Tanking the economy would seem to be in no one's interest, but Kuttner points out: "Despite three years of a bad real economy, Wall Street's executives are doing better than ever. So it doesn't seem to bother Wall Street that the rest of the economy's going down the toilet."

As wealthy investors and corporations operate more and more on a global scale, they become less concerned about the health of the U.S. economy and more concerned about U.S. taxes.

"I'd say the social contract has broken down, domestically, because so much of our production is now being outsourced," Johnson said.

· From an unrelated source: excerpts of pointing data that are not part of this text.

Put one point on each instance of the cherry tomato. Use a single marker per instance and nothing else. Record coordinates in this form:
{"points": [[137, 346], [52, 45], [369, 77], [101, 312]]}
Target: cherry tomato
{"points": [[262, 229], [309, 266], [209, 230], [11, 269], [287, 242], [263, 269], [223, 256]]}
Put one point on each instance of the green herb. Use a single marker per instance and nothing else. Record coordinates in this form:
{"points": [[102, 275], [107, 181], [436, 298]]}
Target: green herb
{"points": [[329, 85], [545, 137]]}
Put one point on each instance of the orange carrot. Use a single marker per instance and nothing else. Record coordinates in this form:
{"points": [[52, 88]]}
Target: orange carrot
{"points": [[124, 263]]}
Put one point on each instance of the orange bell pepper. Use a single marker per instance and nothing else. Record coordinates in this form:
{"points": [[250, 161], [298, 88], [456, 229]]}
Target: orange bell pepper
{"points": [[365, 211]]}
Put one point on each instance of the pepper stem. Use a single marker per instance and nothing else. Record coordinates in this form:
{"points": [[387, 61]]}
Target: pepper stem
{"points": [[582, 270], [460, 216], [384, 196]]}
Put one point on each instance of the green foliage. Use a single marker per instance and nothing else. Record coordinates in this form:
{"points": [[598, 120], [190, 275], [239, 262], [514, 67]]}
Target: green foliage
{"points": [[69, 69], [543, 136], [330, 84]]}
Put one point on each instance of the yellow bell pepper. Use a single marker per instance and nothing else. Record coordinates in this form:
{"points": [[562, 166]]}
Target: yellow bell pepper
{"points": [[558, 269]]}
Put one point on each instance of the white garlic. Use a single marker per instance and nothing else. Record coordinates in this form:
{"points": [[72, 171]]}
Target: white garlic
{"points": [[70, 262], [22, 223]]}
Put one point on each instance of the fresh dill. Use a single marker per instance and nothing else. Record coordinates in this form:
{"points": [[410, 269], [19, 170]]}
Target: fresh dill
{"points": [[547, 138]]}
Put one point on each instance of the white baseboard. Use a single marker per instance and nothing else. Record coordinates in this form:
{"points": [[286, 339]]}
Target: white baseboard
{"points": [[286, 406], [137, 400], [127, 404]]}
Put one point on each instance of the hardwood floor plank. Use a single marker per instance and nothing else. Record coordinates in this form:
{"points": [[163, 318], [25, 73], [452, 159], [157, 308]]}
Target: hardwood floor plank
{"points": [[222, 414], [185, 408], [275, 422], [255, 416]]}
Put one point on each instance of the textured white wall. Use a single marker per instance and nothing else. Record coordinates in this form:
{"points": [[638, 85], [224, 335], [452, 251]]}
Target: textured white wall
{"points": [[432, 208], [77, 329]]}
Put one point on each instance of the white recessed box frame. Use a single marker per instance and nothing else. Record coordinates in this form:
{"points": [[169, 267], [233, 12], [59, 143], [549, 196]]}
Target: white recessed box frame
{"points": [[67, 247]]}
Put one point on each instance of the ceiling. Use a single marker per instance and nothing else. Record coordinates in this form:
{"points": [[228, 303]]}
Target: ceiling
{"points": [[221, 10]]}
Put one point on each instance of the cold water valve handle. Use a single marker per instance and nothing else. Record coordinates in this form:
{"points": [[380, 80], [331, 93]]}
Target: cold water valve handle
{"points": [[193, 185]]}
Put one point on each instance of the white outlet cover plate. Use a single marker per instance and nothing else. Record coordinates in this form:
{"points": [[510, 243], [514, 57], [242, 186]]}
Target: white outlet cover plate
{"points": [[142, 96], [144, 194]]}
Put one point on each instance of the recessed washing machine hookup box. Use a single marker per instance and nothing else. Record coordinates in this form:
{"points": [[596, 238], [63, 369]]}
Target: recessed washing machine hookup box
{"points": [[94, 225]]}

Some supporters of deficit reduction are so adamant, Johnson said, that they may be willing to see and seize an opportunity in crisis, it even if the immediate, direct consequences will be grim. "When people's backs are against the wall, that's when you can push them to do things they wouldn't do," he said.

Those who favor massive deficit reduction may well think, "We'll never be able to do it in a time of expansion," said Robert Pollin, an economist at the University of Massachusetts at Amherst.

Davig, the investment banker, said economic growth is not the most significant issue for Wall Street.

"Everyone can live with a little bit of fiscal drag if there's a little bit more stable macro landscape," he said. "They're happy to live with a little bit of fiscal drag."

And Galbraith said he thinks some of the super-rich out there, sitting on all that cash, are actually hoping for the economy to crash and burn.

"The strategy of pursuing a deflationary strategy is a strategy that greatly benefits people with cash," said Galbraith. "If you're interested in deflating asset values, and you have cash with which to buy assets when things hit rock bottom, then you have a powerful interest in a deep depression."

"That's certainly consistent with the banks holding 1.4 trillion [dollars] of reserves, which is absolutely unprecedented," said Pollin, who backs a tax on excess reserves. "That's 10 percent of GDP."